CD26 or dipeptidyl peptidase IV (DP IV) is expressed on various cell types, including T cells. Although T cells can receive activating signals via CD26, the physiological role of CD26/DP IV is largely unknown. We used the reversible DP IV inhibitor Lys[Z(NO(2))]-pyrrolidide (I40) to dissect the role of DP IV in experimental autoimmune encephalomyelitis (EAE) and to explore the therapeutic potential of DP IV inhibition for autoimmunity.
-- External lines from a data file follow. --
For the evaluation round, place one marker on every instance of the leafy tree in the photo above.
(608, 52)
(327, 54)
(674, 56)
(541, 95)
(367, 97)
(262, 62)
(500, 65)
I40 administration in vivo decreased and delayed clinical and neuropathological signs of adoptive transfer EAE. I40 blocked DP IV activity in vivo and increased the secretion of the immunosuppressive cytokine TGF-beta1 in spinal cord tissue and plasma during acute EAE. In vitro, while suppressing autoreactive T cell proliferation and TNF-alpha production, I40 consistently up-regulated TGF-beta1 secretion. A neutralizing anti-TGF-beta1 Ab blocked the inhibitory effect of I40 on T cell proliferation to myelin Ag. DP IV inhibition in vivo was not generally immunosuppressive, neither eliminating encephalitogenic T cells nor inhibiting T cell priming. These data suggest that DP IV inhibition represents a novel and specific therapeutic approach protecting from autoimmune disease by a mechanism that includes an active TGF-beta1-mediated antiinflammatory effect at the site of pathology.

PMID:
11160254
[Indexed for MEDLINE]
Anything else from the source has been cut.